Sarah Rossiter – Part I: In Amerika….
November 16 – December 18, 1996

Sarah Rossiter – Part I: In Amerika…. Press Release

This exhibition is comprised of two parts to emphasize the different bodies of Sarah Rossiter’s work, completed in the past six years. Part I, IN AMERIKA . . . consists of new color photographs, sculpture, and drawings; while Part II, I OBJECT highlights early black and white self-portraits, as well as earlier sculpture and drawing studies. Parallels can  be made in recent art history between Rossiter’s art, and Lee Bontecou, Hannah Wilke, Eva Hesse and Francesca Woodman. Rossiter’s work is also indebted to the Feminist Art Movement.

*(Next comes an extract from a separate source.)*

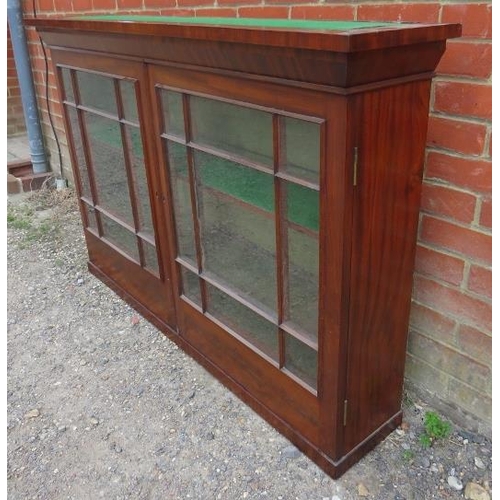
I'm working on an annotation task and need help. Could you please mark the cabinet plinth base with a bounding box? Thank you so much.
[88,262,403,479]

“IN AMERIKA . . .” refers to the 1971 title of the lesbian chapter in Our bodies, ourselves: “In Amerika They Call Us Dykes”. This is appropriate tot he exiled emotional condition reflected in the photographs and, in contrast, the utopic viison of the sculptures.

The color photographs are of Rossiter with slide projections of industrial containers and chemical-waste plants. The female figure appears gigantic in the midst of the projected landscape, the scale suggesting both a cinematic and surrealist quality. There is a sculptural relationship in the images, between the figure and the containers, which are themselves similar to the sculptures in the exhibition. The confrontation that occurs between the literal figure and the landscapes, and between their figurative meanings suggests a power struggle. To the problem of social oppression and the defunct structure of patriarchy these images visualize solutions.

The sculptures in the installation are made of industrial and domestic materials such as plywood, sheet-metal, rolled plastic, formica and felt. They are large, minimalistic objects, similar in shape to skate-boarding ramps and graphs of waves or curved found in nature. “For me, making sculpture is an attempt to represent a visceral state,” says Rossiter. The viewer experiences the work not as a fixed historical reference, but as a shifting and ephemeral series of emotions.